Rugova in Le Monde (in French)

Jean Christophe Helary helary at eskimo.com
Tue May 11 23:36:21 PDT 1999


Interview by Le Monde : http://www.lemonde.fr/actu/international/exyougo/kosovo/articles/990512/0301 .htm

"...I never said I was opposed to the bommbings, all this is propaganda...", "...Serbs have announced they would start to withdraw forces from Kosovo but they announced it also in the past...", "...there was a UN resolution last year and Naot'intervention is based on that...", "I talk about 'self-government' because I don't like the word 'autonomy'..." etc...

« Je n'ai jamais dit que j'étais contre les bombardements. C'est de la propagande » Ibrahim Rugova, président de la Ligue démocratique du Kosovo ROME de notre correspondant Michel Bôle-Richard

Ibrahim Rugova a été reçu, lundi 10 mai, au Vatican par le pape Jean Paul II, auquel il a exposé la situation de son pays. Au cours de l'après-midi, il a également fait part, devant la commission des affaires extérieures, de la façon dont il envisageait la suite de son combat pacifique pour l'avenir du Kosovo. Dans un court entretien accordé au Monde, au New York Times ainsi qu'à La Stampa et au Corriere della Sera, il s'est clairement prononcé pour une indépendance à court terme de son pays. Dans la soirée, Ibrahim Rugova a participé à une prière à Santa Maria del Trastevere organisée par la communauté de Sant'Egidio, à laquelle il a rendu hommage pour le rôle joué dans sa libération et pour le rétablissement de la paix au Kosovo.

« Belgrade a annoncé lundi après-midi que les troupes commençaient à être retirées du Kosovo. Est-ce pour vous une nouvelle importante ?

­ Vous savez que je demande en priorité l'installation d'une force internationale, de l'OTAN, de la Russie, pour contrôler le retrait des forces serbes. Les Serbes ont déjà dit qu'ils allaient retirer partiellement leurs forces, mais il n'y a eu aucune autorité internationale qui ait pu vérifier et contrôler si c'était vrai ou non.

­ Estimez-vous que cela peut-être un point de départ intéressant pour le rétablissement de la paix au Kosovo ?

­ Si c'est vrai oui, mais il faut le vérifier. Les Serbes ont déjà par le passé annoncé le retrait de leurs forces même dix jours après le début des bombardements. C'est pourquoi je demande une présence internationale qui garantisse le retour des réfugiés. C'est ce à quoi je vais travailler.

­ Mais comment, selon vous, peut se créer une force internationale ? Par qui la décision doit-elle être prise ?

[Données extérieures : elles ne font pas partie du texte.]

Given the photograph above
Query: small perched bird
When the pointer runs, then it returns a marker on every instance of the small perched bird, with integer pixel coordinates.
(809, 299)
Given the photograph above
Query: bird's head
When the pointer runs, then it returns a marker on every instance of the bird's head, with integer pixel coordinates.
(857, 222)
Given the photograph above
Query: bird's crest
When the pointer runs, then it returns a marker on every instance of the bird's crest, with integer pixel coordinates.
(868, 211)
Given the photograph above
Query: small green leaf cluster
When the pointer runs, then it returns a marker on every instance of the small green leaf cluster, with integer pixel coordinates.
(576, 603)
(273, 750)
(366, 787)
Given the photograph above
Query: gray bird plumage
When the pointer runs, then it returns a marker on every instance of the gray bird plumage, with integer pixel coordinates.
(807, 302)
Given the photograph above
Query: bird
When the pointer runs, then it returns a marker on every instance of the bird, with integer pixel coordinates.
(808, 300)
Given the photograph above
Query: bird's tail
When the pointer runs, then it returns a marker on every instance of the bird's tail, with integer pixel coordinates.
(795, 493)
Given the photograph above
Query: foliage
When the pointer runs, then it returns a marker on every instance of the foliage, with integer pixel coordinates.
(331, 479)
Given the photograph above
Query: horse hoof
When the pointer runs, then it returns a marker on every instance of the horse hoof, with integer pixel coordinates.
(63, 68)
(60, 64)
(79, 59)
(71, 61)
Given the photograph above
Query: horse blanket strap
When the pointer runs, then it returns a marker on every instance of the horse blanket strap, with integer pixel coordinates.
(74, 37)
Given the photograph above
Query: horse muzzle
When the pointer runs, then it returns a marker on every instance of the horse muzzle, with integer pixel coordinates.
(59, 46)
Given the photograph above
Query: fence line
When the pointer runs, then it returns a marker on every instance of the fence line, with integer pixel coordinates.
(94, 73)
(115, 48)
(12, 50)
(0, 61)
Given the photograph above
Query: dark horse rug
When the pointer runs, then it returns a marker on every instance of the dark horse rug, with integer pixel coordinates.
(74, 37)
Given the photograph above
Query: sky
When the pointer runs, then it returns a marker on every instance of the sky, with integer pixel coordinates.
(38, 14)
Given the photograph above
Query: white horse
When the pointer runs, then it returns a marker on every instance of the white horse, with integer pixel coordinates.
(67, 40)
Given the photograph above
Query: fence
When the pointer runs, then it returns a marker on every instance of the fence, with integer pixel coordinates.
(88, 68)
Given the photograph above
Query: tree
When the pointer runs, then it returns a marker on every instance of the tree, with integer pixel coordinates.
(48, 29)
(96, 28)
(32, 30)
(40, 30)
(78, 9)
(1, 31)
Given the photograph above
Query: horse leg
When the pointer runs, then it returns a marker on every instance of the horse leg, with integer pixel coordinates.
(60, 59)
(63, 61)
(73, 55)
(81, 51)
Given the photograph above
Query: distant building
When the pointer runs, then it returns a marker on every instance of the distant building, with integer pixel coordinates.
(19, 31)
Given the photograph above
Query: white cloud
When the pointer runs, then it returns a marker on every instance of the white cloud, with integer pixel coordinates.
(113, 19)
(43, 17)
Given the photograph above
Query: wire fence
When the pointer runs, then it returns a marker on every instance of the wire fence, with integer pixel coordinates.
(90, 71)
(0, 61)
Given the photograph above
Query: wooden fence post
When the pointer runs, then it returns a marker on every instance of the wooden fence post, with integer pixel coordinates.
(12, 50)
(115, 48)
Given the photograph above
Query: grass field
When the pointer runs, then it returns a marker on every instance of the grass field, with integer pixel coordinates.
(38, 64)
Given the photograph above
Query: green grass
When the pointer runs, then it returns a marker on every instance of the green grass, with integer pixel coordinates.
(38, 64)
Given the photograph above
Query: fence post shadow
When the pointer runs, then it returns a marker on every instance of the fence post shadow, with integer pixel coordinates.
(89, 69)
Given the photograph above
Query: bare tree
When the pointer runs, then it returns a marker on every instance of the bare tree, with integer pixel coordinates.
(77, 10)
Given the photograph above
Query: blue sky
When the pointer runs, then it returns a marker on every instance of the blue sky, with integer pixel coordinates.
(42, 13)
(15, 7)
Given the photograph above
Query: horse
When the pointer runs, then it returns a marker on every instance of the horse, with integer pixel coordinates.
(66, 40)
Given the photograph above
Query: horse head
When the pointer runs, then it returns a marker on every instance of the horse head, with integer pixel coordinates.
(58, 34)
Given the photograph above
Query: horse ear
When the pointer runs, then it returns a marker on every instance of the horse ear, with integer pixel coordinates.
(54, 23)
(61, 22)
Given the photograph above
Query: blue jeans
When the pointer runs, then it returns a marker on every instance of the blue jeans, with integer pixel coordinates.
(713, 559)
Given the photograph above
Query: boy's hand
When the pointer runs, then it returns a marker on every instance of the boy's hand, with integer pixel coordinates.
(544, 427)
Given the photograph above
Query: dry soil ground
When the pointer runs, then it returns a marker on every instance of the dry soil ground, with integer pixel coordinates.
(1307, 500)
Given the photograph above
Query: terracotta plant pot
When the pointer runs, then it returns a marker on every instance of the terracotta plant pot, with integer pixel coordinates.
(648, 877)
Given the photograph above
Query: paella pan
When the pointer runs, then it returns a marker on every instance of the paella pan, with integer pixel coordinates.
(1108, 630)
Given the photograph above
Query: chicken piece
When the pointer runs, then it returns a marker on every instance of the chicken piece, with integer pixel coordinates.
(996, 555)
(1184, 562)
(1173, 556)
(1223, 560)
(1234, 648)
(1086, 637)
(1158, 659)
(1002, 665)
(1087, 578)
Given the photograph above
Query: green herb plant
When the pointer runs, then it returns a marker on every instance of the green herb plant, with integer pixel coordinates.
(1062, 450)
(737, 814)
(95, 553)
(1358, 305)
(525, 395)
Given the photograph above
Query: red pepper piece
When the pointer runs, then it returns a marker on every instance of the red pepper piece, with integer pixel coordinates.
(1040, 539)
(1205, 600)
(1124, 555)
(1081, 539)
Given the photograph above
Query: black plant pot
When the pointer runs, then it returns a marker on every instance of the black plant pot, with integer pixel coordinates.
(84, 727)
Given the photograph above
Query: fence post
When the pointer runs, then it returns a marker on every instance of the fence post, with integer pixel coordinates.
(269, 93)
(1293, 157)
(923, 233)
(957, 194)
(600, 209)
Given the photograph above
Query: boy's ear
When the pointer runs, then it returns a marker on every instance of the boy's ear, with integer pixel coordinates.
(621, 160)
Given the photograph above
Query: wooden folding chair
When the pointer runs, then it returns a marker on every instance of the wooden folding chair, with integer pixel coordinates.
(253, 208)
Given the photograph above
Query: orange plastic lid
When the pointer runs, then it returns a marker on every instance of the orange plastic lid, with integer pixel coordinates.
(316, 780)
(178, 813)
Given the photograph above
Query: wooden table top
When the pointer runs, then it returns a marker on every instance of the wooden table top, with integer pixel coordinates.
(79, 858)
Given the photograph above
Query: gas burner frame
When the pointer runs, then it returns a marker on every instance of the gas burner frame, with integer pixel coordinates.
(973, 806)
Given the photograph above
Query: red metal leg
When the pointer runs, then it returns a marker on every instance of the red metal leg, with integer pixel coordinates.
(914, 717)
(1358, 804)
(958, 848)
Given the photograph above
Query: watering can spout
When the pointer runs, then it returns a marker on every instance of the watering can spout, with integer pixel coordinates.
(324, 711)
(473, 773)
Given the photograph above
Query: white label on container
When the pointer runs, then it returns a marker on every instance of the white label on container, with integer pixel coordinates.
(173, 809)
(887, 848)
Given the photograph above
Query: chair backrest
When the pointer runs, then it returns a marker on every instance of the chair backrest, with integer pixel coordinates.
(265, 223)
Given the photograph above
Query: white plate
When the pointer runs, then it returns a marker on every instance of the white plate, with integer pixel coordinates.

­ Qu'elle soit prise par l'ONU ou une autre institution, Belgrade doit accepter cette décision. Il ne faut pas oublier qu'il y a déjà eu une résolution de l'ONU l'an dernier. L'OTAN est intervenu muni de cette autorisation. Je ne vais pas maintenant refaire l'histoire : L'ONU a décidé et c'est l'OTAN qui doit en assurer l'exécution. C'est dans les accords de Rambouillet.

­ Le président Clinton a proposé, la semaine dernière, d'envoyer des troupes russes et ukrainiennes au nord du Kosovo et des troupes de l'OTAN dans l'autre partie. Est-ce que vous pensez que c'est une bonne idée ?

­ Il a proposé de suivre le modèle de la Bosnie, mais je n'ai pas eu le temps de voir exactement ce qu'il en était. Je suis en faveur d'un contingent international qui puisse démilitariser le Kosovo et y rétablir la sécurité. Mais je ne vais pas entrer dans le détail parce que je sors d'une situation difficile, et mon message est avant tout : l'installation d'une force internationale et le retour des réfugiés, sinon ce sera un pays vide. Si tous ceux qui sont dans les camps de Macédoine, d'Albanie se dispersent vers d'autres pays, il sera très difficile de créer les conditions du retour des réfugiés. Ce sera un processus très long, très dur. Nous avons des expériences de cela. Les réfugiés de Bosnie et de Croatie ne sont jamais retournés et des Kosovars sont en exil depuis 1991. Une centaine de mille en Allemagne, mais aussi en Suisse et dans d'autres pays européens, qui ne sont jamais revenus. C'est pour cela que je suis sorti de Pristina. Pour délivrer ce message politique et humain.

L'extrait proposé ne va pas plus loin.